L’état de l’instruction ne permet pas de déterminer si le nouveau titre de séjour que M. A... entend obtenir figure ou non sur la liste des titres de séjour dont le renouvellement doit être sollicité au moyen du téléservice mentionné à l’article R. 431-2 du code de l’entrée et du séjour des étrangers et du droit d’asile, dénommé « ANEF ». Quoi qu’il en soit, le requérant n’établit pas, ni même n’allègue avoir vainement tenté d’utiliser ce téléservice et il n’établit pas davantage avoir vainement accompli des démarches en vue du dépôt d’une demande de titre de séjour à la préfecture ou à la sous-préfecture. À défaut d’avoir déposé une telle demande, il ne peut par ailleurs prétendre à la délivrance d’un des documents provisoires prévus aux articles
R. 431-12 et R. 431-15-1 du code de l’entrée et du séjour des étrangers et du droit d’asile. Dans ces conditions, il apparaît manifeste que les mesures d’injonction dont il demande la prescription ne présentent pas, en l’état de l’instruction, l’utilité requise par les dispositions de l’article
L. 521-3 du code de justice administrative.
Il résulte de ce qui précède qu’il y a lieu de rejeter la requête de M. A..., y compris les conclusions présentées au titre de l’article L. 761-1 du code de justice administrative, suivant la procédure prévue à l’article L. 522-3 du même code.


O R D O N N E :

Article 1er : La requête de M. A... est rejetée.

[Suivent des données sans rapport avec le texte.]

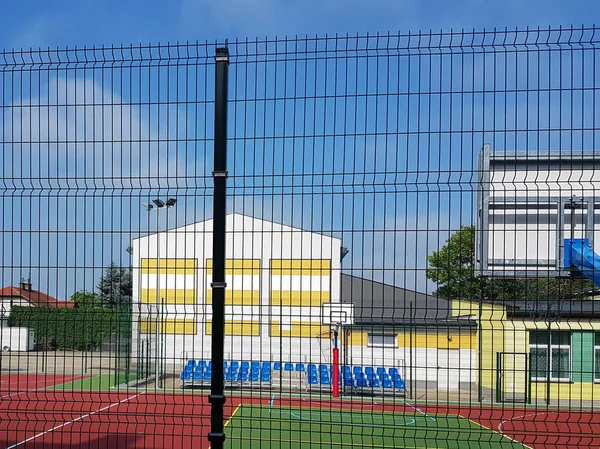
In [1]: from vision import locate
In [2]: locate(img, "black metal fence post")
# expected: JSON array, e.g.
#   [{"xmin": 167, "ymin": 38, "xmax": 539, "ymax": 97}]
[{"xmin": 208, "ymin": 48, "xmax": 229, "ymax": 449}]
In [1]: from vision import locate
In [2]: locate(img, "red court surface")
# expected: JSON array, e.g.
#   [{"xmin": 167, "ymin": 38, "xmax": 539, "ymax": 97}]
[{"xmin": 0, "ymin": 375, "xmax": 600, "ymax": 449}]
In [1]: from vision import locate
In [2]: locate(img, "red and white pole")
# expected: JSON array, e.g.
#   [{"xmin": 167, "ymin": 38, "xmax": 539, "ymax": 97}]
[{"xmin": 331, "ymin": 329, "xmax": 340, "ymax": 398}]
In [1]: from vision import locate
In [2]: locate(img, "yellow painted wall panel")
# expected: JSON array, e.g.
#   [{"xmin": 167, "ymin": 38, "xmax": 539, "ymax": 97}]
[
  {"xmin": 142, "ymin": 259, "xmax": 198, "ymax": 274},
  {"xmin": 531, "ymin": 382, "xmax": 600, "ymax": 405},
  {"xmin": 271, "ymin": 259, "xmax": 331, "ymax": 276},
  {"xmin": 141, "ymin": 288, "xmax": 196, "ymax": 304},
  {"xmin": 271, "ymin": 320, "xmax": 331, "ymax": 338},
  {"xmin": 271, "ymin": 290, "xmax": 331, "ymax": 306},
  {"xmin": 206, "ymin": 290, "xmax": 260, "ymax": 306},
  {"xmin": 348, "ymin": 331, "xmax": 477, "ymax": 349},
  {"xmin": 206, "ymin": 320, "xmax": 260, "ymax": 337},
  {"xmin": 140, "ymin": 318, "xmax": 197, "ymax": 335},
  {"xmin": 206, "ymin": 259, "xmax": 260, "ymax": 276}
]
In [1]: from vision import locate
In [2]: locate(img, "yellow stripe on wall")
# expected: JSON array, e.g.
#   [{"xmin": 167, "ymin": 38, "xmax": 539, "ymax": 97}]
[
  {"xmin": 206, "ymin": 259, "xmax": 260, "ymax": 276},
  {"xmin": 142, "ymin": 259, "xmax": 198, "ymax": 274},
  {"xmin": 206, "ymin": 320, "xmax": 260, "ymax": 337},
  {"xmin": 271, "ymin": 259, "xmax": 331, "ymax": 276},
  {"xmin": 271, "ymin": 290, "xmax": 330, "ymax": 306},
  {"xmin": 141, "ymin": 288, "xmax": 196, "ymax": 304},
  {"xmin": 140, "ymin": 318, "xmax": 197, "ymax": 335},
  {"xmin": 348, "ymin": 330, "xmax": 477, "ymax": 349},
  {"xmin": 271, "ymin": 321, "xmax": 330, "ymax": 338},
  {"xmin": 206, "ymin": 290, "xmax": 260, "ymax": 306}
]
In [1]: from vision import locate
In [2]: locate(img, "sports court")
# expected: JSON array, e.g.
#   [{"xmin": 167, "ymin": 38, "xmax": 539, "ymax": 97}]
[{"xmin": 0, "ymin": 374, "xmax": 600, "ymax": 449}]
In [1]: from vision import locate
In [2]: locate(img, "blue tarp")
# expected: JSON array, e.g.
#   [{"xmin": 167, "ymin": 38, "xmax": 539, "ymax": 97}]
[{"xmin": 565, "ymin": 239, "xmax": 600, "ymax": 287}]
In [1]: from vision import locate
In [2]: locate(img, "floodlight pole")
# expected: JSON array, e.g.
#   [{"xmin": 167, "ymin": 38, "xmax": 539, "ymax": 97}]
[
  {"xmin": 142, "ymin": 198, "xmax": 177, "ymax": 390},
  {"xmin": 208, "ymin": 47, "xmax": 229, "ymax": 449}
]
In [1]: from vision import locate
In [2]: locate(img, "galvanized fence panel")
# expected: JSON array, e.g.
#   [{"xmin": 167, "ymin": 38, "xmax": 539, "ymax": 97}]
[{"xmin": 0, "ymin": 28, "xmax": 600, "ymax": 448}]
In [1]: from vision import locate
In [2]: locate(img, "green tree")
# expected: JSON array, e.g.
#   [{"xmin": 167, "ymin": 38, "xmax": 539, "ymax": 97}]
[
  {"xmin": 71, "ymin": 290, "xmax": 102, "ymax": 309},
  {"xmin": 97, "ymin": 262, "xmax": 133, "ymax": 307},
  {"xmin": 427, "ymin": 226, "xmax": 594, "ymax": 300}
]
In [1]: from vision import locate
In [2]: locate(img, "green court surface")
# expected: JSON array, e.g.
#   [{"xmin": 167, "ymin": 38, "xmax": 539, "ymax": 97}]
[
  {"xmin": 46, "ymin": 374, "xmax": 136, "ymax": 391},
  {"xmin": 225, "ymin": 405, "xmax": 526, "ymax": 449}
]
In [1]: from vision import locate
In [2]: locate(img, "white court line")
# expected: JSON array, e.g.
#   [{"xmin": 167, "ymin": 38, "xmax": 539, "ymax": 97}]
[
  {"xmin": 498, "ymin": 411, "xmax": 544, "ymax": 449},
  {"xmin": 6, "ymin": 392, "xmax": 145, "ymax": 449},
  {"xmin": 0, "ymin": 376, "xmax": 87, "ymax": 399}
]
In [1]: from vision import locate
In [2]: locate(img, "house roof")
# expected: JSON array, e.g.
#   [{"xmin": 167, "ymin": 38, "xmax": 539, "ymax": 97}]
[
  {"xmin": 341, "ymin": 273, "xmax": 476, "ymax": 327},
  {"xmin": 0, "ymin": 287, "xmax": 75, "ymax": 309},
  {"xmin": 503, "ymin": 299, "xmax": 600, "ymax": 319}
]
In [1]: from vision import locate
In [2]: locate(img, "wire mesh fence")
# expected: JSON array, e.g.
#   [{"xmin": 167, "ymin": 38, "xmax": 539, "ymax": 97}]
[{"xmin": 0, "ymin": 28, "xmax": 600, "ymax": 448}]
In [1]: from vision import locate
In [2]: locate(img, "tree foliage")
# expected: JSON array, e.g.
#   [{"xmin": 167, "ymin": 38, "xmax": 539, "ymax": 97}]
[
  {"xmin": 427, "ymin": 226, "xmax": 594, "ymax": 300},
  {"xmin": 8, "ymin": 306, "xmax": 131, "ymax": 351},
  {"xmin": 97, "ymin": 262, "xmax": 133, "ymax": 307},
  {"xmin": 71, "ymin": 290, "xmax": 102, "ymax": 309}
]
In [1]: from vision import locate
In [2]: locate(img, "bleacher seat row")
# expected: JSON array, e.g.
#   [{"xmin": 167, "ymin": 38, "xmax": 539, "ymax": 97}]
[{"xmin": 180, "ymin": 360, "xmax": 404, "ymax": 390}]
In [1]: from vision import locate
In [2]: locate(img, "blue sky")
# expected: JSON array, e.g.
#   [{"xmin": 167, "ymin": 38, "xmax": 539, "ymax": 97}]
[
  {"xmin": 0, "ymin": 0, "xmax": 600, "ymax": 299},
  {"xmin": 0, "ymin": 0, "xmax": 600, "ymax": 49}
]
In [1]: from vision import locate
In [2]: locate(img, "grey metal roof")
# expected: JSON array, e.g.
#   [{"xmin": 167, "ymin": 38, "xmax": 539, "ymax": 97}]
[{"xmin": 341, "ymin": 273, "xmax": 473, "ymax": 327}]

Article 2 : La présente ordonnance sera notifiée à M. B... A....

Fait à Melun, le 19 janvier 2026.

Le juge des référés,



Signé : P. Zanella

La République mande et ordonne au ministre de l’intérieur en ce qui le concerne ou à tous commissaires de justice à ce requis en ce qui concerne les voies de droit commun contre les parties privées de pourvoir à l’exécution de la présente décision.